Furious and Implacable, their hopeless charge now facing a much-diminished enemy, tore across one sid
e of the now-empty Syndic box, concentrating their fire on the leading Syndic battleship as the moment of firing opportunity came and went in a flash. The Alliance battle cruisers’ escorts focused their own fire on the lighter units with the Syndics, taking out a few HuKs and two light cruisers.
As Captain Cresida’s warships rocketed away and began the vast turn required to make another firing pass at the Syndics, the enemy battleship, which had caught successive volleys of specter missiles, grapeshot, and hell lances, began sliding out of position, its aft propulsion systems still at full strength, but its forward sections torn and battered.

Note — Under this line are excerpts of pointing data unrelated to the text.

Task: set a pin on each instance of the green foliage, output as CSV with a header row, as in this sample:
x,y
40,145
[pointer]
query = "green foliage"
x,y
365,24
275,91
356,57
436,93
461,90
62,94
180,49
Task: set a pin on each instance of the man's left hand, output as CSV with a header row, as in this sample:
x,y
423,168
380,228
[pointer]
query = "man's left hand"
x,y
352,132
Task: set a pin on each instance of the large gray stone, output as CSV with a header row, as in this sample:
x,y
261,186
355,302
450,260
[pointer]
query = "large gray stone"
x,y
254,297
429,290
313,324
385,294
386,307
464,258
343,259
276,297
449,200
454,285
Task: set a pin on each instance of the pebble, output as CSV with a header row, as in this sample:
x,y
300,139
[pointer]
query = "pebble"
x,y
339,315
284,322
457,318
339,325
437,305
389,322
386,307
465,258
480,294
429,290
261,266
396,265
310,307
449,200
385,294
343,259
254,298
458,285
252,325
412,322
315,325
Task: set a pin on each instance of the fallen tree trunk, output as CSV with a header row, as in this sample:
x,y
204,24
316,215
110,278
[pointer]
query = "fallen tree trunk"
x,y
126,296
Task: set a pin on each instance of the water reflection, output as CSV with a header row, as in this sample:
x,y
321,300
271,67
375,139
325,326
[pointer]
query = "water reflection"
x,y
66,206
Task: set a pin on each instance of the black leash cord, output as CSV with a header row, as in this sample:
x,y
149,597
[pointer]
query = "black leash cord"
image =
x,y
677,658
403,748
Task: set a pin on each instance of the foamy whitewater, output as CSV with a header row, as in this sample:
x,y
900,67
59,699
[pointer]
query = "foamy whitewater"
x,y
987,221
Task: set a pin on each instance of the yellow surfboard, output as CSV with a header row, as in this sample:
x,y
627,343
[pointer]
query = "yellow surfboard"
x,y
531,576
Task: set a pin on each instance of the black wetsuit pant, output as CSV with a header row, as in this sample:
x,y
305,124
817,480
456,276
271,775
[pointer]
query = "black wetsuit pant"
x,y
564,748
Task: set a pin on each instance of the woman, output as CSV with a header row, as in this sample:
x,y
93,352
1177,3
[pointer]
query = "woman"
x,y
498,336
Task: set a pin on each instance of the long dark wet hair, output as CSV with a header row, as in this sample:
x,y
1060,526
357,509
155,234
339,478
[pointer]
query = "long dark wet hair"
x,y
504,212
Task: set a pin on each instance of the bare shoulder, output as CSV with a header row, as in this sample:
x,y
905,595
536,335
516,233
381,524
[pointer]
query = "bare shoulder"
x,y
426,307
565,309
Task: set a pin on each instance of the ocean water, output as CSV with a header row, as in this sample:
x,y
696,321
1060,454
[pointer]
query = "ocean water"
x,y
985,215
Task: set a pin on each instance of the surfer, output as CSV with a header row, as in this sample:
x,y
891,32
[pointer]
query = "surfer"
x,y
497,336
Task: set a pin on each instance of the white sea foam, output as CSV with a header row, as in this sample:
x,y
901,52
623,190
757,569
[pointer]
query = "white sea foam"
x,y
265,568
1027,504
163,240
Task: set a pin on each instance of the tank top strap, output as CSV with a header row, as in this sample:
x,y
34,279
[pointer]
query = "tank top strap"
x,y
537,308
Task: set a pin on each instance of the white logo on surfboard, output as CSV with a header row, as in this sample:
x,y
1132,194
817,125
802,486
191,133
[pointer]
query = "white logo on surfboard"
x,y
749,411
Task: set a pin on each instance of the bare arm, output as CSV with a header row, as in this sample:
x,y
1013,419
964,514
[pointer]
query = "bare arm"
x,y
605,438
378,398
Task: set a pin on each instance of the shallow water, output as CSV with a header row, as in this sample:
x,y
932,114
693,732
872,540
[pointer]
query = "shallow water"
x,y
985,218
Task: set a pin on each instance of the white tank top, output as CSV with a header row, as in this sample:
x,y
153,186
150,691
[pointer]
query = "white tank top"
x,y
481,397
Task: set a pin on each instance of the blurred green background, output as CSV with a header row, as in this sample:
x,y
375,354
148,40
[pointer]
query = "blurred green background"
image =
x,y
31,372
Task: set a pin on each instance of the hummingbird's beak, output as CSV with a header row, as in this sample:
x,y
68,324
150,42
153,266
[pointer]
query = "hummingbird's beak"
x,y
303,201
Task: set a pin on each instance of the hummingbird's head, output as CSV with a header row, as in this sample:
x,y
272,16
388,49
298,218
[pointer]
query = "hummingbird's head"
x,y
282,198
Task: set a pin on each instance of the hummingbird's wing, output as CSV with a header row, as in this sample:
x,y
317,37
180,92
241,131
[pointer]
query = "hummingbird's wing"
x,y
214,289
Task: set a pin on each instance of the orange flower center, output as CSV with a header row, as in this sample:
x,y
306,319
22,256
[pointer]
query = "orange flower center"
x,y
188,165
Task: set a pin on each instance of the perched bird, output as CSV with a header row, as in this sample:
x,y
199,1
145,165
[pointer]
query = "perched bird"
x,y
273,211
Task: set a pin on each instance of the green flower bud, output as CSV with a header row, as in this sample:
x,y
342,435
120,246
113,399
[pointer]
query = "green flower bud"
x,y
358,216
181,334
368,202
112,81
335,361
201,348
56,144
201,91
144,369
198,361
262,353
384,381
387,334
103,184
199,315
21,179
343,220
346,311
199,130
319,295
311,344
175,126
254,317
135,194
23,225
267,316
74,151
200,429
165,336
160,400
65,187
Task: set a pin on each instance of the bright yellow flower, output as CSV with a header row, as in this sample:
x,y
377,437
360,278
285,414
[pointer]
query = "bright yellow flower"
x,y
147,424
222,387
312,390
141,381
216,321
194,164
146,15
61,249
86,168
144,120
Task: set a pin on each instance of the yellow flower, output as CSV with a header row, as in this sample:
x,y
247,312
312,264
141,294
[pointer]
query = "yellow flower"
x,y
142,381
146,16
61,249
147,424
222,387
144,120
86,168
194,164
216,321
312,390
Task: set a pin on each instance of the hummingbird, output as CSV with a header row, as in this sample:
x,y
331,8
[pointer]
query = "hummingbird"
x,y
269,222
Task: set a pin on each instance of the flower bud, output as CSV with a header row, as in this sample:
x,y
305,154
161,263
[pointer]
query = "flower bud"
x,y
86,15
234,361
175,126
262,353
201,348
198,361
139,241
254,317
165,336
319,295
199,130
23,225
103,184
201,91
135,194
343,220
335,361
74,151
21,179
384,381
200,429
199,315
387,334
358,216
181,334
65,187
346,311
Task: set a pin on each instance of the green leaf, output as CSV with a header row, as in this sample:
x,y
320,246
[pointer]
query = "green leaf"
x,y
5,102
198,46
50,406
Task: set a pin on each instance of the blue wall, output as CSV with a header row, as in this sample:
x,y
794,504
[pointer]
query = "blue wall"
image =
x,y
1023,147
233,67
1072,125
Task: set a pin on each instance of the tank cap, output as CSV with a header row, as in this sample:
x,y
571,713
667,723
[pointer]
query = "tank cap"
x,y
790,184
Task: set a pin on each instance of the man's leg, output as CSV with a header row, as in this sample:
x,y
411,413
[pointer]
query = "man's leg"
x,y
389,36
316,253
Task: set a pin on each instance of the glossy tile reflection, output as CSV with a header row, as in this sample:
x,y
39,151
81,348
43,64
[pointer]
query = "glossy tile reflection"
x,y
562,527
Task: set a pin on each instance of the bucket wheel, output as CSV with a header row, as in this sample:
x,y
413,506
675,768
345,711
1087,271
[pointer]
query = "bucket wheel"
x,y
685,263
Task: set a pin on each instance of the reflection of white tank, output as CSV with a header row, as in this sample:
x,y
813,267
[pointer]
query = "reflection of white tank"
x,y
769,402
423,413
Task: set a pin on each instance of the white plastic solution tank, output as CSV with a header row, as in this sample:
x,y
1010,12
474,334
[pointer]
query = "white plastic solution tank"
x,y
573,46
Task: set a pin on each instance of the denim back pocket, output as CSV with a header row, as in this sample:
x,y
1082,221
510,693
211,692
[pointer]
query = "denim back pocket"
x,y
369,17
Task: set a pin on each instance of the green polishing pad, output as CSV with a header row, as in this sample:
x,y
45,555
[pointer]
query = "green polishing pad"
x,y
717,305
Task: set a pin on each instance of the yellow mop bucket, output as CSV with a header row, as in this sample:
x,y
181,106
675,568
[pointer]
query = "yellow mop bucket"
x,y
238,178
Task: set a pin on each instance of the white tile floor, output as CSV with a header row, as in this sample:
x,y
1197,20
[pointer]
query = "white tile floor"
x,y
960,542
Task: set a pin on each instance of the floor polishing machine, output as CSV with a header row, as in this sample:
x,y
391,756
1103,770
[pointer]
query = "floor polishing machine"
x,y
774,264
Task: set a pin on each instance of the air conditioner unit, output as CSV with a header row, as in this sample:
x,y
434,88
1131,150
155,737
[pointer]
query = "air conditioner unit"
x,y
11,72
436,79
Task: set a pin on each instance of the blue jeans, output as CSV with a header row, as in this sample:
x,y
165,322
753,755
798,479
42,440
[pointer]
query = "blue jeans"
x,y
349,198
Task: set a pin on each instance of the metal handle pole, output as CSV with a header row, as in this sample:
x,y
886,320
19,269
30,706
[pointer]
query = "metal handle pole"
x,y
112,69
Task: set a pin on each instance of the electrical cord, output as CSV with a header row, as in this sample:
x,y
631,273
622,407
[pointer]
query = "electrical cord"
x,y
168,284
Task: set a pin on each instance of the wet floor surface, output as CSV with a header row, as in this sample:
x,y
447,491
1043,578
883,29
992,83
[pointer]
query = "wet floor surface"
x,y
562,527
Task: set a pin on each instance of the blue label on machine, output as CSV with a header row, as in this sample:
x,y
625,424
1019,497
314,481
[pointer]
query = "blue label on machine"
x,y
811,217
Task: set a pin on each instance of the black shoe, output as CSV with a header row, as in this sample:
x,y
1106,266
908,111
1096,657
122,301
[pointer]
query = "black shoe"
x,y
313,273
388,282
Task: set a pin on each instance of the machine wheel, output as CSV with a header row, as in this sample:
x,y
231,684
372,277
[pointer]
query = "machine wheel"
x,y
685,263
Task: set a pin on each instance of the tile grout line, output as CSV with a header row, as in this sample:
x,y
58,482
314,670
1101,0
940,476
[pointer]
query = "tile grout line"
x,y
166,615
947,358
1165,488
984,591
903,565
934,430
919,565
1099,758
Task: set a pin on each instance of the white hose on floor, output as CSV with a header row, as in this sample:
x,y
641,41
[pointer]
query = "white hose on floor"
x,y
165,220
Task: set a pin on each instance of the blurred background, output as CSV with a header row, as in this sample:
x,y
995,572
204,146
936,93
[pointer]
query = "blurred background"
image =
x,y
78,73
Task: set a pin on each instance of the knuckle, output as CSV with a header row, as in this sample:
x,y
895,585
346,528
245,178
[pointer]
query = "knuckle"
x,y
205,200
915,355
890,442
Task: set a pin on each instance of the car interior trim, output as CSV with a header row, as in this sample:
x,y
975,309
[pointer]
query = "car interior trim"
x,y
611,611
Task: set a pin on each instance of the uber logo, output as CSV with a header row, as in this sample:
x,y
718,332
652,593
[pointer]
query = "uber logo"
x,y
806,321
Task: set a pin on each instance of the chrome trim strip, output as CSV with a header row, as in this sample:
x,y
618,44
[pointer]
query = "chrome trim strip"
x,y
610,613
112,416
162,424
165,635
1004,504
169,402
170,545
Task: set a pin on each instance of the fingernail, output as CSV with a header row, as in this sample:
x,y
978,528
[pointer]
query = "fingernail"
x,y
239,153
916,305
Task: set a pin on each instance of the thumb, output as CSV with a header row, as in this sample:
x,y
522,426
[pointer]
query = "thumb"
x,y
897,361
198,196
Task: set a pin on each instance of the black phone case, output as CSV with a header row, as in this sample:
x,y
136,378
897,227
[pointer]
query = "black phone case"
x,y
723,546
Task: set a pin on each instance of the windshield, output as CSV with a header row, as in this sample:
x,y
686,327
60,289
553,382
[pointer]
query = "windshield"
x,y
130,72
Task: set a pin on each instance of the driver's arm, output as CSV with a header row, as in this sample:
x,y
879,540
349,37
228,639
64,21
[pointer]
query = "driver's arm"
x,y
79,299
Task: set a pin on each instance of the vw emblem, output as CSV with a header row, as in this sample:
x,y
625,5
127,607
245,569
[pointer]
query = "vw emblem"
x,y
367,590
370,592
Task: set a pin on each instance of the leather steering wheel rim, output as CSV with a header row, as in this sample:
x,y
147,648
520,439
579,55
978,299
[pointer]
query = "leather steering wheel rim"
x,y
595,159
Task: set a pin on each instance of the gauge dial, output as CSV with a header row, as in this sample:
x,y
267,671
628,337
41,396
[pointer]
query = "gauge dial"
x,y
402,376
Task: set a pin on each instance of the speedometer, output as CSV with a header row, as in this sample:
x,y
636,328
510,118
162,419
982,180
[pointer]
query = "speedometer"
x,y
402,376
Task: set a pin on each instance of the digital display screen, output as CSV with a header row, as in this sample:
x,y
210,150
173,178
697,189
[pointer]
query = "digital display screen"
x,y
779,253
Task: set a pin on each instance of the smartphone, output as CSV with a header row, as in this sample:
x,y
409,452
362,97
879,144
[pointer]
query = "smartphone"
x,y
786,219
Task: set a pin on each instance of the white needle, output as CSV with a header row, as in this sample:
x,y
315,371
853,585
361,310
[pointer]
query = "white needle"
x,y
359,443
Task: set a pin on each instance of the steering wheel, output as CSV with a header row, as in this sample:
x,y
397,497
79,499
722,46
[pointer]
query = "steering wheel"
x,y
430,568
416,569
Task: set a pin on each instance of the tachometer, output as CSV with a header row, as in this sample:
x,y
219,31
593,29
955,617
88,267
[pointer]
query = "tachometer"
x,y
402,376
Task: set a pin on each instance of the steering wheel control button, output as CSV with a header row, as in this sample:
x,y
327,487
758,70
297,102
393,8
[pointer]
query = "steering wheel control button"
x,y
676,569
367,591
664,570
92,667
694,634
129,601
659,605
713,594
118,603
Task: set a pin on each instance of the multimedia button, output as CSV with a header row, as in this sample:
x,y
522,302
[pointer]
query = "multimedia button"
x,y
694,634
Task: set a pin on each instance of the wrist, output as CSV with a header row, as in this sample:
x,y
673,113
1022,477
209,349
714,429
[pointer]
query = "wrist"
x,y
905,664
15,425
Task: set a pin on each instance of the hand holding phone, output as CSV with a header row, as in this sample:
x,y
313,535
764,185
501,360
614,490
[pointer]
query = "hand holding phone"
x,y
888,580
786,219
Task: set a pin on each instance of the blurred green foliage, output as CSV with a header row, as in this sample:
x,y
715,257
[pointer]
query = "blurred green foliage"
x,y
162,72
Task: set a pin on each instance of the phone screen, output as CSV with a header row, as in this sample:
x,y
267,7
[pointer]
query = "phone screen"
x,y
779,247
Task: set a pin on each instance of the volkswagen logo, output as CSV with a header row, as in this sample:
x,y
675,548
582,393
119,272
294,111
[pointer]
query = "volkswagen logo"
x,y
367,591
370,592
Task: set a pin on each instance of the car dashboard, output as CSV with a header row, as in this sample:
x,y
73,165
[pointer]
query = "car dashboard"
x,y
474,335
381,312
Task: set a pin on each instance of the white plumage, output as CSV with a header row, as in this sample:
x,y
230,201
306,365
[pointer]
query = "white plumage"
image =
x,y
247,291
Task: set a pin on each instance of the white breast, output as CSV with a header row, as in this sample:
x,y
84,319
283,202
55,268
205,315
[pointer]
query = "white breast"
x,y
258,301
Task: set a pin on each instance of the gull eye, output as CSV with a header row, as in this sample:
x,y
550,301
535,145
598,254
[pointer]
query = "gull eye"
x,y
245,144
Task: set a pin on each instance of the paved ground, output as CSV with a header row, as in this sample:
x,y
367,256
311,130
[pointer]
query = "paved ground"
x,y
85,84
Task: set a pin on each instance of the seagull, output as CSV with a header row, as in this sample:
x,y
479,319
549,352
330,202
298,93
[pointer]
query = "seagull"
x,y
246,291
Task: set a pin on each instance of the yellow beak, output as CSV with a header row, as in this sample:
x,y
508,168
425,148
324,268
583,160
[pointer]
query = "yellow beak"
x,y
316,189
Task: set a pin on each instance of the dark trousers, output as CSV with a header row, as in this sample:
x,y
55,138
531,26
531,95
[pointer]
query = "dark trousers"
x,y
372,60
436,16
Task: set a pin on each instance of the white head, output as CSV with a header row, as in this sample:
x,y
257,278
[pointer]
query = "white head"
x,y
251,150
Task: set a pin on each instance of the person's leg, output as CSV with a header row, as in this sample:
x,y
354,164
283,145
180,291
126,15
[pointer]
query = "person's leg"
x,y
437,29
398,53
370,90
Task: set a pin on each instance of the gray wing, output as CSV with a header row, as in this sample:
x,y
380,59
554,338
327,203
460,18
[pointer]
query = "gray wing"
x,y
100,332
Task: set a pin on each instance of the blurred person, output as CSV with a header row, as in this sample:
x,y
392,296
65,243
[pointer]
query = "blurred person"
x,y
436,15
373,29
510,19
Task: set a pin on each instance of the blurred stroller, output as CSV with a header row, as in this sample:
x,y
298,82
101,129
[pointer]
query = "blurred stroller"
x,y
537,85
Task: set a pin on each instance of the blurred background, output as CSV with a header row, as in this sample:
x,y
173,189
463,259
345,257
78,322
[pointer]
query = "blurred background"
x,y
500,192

“Furious took several hits, one hell-lance battery and null-field projector out of commission,” the combat watch-stander reported in a precise voice. “Implacable has lost two hell-lance batteries and suffered minor damage to one propulsion system. Both battle cruisers expended all of their missiles and grapeshot on that pass. Utap has lost all combat systems but remains able to maneuver. Arbalest and Raven’s Beak have taken serious damage but can remain with their formation.”
Less than two minutes later the Alliance subformations began arriving at their intercept points. Captain Tulev led Leviathan, Steadfast, Dragon, and Valiant against another edge of the Syndic formation. The Alliance battle cruisers once again concentrated their fire, and this time as they pulled away one Syndic battleship had taken severe damage and one of the remaining Syndic battle cruisers drifted with all systems dead.
Captain Duellos brought Courageous, Formidable, and Intrepid in next, badly damaging another Syndic battleship, then the five surviving battle cruisers of the Sixth and Seventh Divisions ripped past and took out two of the last three Syndic battle cruisers.